Re: [PATCH v2 00/51] block: support multipage bvec

From: Jens Axboe
Date: Mon Jun 26 2017 - 12:46:55 EST


On 06/26/2017 06:09 AM, Ming Lei wrote:
> Hi,
>
> This patchset brings multipage bvec into block layer:
>
> 1) what is multipage bvec?
>
> Multipage bvecs means that one 'struct bio_bvec' can hold
> multiple pages which are physically contiguous instead
> of one single page used in linux kernel for long time.
>
> 2) why is multipage bvec introduced?
>
> Kent proposed the idea[1] first.
>
> As system's RAM becomes much bigger than before, and
> at the same time huge page, transparent huge page and
> memory compaction are widely used, it is a bit easy now
> to see physically contiguous pages from fs in I/O.
> On the other hand, from block layer's view, it isn't
> necessary to store intermediate pages into bvec, and
> it is enough to just store the physicallly contiguous
> 'segment' in each io vector.
>
> Also huge pages are being brought to filesystem and swap
> [2][6], we can do IO on a hugepage each time[3], which
> requires that one bio can transfer at least one huge page
> one time.
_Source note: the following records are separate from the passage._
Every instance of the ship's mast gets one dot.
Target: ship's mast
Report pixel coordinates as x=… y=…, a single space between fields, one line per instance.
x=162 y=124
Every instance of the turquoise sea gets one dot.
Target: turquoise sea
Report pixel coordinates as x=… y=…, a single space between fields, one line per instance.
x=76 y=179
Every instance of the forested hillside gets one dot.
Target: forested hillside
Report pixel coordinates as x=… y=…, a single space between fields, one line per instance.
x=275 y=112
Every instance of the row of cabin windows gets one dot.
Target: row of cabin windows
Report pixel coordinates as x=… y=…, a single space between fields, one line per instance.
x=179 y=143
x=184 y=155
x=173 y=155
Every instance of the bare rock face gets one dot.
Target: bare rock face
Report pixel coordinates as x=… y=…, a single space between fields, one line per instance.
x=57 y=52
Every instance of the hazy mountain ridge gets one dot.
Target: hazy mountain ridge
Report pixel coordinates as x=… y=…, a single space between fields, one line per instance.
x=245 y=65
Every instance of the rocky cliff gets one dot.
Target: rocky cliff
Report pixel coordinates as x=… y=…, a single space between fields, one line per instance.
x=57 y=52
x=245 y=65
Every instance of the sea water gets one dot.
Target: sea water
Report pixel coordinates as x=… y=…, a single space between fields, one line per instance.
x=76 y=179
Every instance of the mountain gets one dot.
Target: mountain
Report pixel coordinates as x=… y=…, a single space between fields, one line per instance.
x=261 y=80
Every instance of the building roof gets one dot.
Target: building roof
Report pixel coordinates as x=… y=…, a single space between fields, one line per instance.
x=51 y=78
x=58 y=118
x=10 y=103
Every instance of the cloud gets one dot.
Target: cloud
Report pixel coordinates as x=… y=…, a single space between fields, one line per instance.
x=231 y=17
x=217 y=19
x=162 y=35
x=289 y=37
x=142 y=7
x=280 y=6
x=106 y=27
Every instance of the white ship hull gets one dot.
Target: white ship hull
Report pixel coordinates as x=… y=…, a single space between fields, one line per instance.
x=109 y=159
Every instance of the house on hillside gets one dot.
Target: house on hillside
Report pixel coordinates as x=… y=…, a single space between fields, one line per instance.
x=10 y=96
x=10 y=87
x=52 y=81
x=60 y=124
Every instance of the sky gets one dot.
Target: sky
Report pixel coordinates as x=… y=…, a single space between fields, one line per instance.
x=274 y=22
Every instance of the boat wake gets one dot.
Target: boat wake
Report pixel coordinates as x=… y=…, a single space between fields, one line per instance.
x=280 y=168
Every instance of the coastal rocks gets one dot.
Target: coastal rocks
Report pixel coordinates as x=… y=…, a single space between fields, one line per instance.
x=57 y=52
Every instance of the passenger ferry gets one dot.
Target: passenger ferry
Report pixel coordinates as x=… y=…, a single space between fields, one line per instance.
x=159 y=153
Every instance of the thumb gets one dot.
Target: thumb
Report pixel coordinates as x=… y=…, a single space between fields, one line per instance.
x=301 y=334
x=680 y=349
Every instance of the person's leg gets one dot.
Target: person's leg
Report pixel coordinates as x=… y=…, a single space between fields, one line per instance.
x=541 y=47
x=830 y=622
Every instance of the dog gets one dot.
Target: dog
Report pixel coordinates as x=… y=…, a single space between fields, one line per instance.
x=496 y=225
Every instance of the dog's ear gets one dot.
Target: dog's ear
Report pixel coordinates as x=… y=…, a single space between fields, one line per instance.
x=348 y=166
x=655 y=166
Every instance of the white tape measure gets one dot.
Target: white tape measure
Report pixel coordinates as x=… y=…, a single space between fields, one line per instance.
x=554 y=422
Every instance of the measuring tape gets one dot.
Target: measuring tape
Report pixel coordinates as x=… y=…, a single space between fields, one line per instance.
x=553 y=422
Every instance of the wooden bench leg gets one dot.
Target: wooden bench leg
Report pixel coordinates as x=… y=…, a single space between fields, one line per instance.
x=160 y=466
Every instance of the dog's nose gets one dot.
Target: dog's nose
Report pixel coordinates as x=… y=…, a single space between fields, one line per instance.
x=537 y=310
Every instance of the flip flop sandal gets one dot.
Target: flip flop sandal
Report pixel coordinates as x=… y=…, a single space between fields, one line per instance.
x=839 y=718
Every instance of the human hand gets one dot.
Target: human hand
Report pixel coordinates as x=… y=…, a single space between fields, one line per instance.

Turns out it isn't flexiable to change BIO_MAX_PAGES
> simply[3][5]. Multipage bvec can fit in this case very well.
>
> With multipage bvec:
>
> - segment handling in block layer can be improved much
> in future since it should be quite easy to convert
> multipage bvec into segment easily. For example, we might
> just store segment in each bvec directly in future.
>
> - bio size can be increased and it should improve some
> high-bandwidth IO case in theory[4].
>
> - Inside block layer, both bio splitting and sg map can
> become more efficient than before by just traversing the
> physically contiguous 'segment' instead of each page.
>
> - there is opportunity in future to improve memory footprint
> of bvecs.
>
> 3) how is multipage bvec implemented in this patchset?
>
> The 1st 18 patches comment on some special cases and deal with
> some special cases of direct access to bvec table.
>
> The 2nd part(19~29) implements multipage bvec in block layer:
>
> - put all tricks into bvec/bio/rq iterators, and as far as
> drivers and fs use these standard iterators, they are happy
> with multipage bvec
>
> - use multipage bvec to split bio and map sg
>
> - bio_for_each_segment_all() changes
> this helper pass pointer of each bvec directly to user, and
> it has to be changed. Two new helpers(bio_for_each_segment_all_sp()
> and bio_for_each_segment_all_mp()) are introduced.
>
> The 3rd part(30~49) convert current users of bio_for_each_segment_all()
> to bio_for_each_segment_all_sp()/bio_for_each_segment_all_mp().
>
> The last part(50~51) enables multipage bvec.
>
> These patches can be found in the following git tree:
>
> https://github.com/ming1/linux/commits/mp-bvec-1.4-v4.12-rc
>
> Thanks Christoph for looking at the early version and providing
> very good suggestions, such as: introduce bio_init_with_vec_table(),
> remove another unnecessary helpers for cleanup and so on.
>
> Any comments are welcome!

I'll take some time to review this over the next week or so. In any
case, it's a little late to stuff into 4.13 and get a decent amount
of exposure and testing on it. A 4.14 target for this would be the
way to go, imho.


--
Jens Axboe